The driving force of the club was most certainly Tonson, whose most important acquisitions as a publisher included John Milton's Paradise Lost. Tonson was also the publisher of other notable writers, including John Dryden (who was possibly a member of the club before his death in 1700; the club is known to have paid for his funeral), Congreve, Addison, and Steele. Literary figures comprised a minority of the membership, however; the majority were political figures—including Walpole, James Stanhope, and William Pulteney—who would become the most prominent statesmen of eighteenth-century Britain. Very little is known about what went on behind closed doors at the club, and the association was the subject of much speculation and the object of frequent attacks, particularly from Tory quarters. A number of satirical poems and essays appeared which assailed the club and its members. Tory propagandists routinely accused the members of various forms of treachery. During the Tory administration of 1710 to 1714 the club clearly came to represent the leaders of the opposition, and Walpole acknowledged that behind the appearance of conviviality at the club, they had a very serious purpose: to organize a central place for the leaders of the Hanoverian opposition party. Tonson was satirized by William Shippen in the anonymously published poem Faction Display'd (1704) as a disseminator of Whig propaganda, and Richard Blackmore's poem The Kit-Cats (1708) claimed that Tonson used the club as a means of acquiring publications for his business. Other writers charged that the club was becoming an arbiter of literary tastes, and it is true that the members' views did find their way into public discourse through Addison's position as editor of the Spectator. Kit-Cat members were also patrons of the arts and raised a substantial amount of money for the building of the Haymarket Theatre in 1705, an activity that is disparaged in the poem A Kit-Cat c——b Described (1705).
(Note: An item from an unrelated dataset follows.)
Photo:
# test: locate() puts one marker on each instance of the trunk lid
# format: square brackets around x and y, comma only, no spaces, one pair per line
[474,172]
As with its early history, the later history of the Kit-Cat Club is the subject of some dispute. Most historical accounts of the club are based on speculation, as those who were involved in the club did not reveal what went on at their secret meetings. Some historians claim that the club was on the wane by 1709, while others suggest that the members were meeting regularly as late as 1718. After the Hanoverian King George I's succession in 1714, many members firmly established themselves in the new court and Whig administration, and it may have been that the need for the club was less urgent. Certainly by 1725 the club was no longer in existence. Perhaps the most significant surviving record of the club is visual rather than verbal. The artist Kneller was commissioned by the club to paint the portrait of each member, using a three-quarter-length format that has come to be known as the “kit-cat.” Paintings of forty-one of the club members now hang in the National Portrait Gallery in London.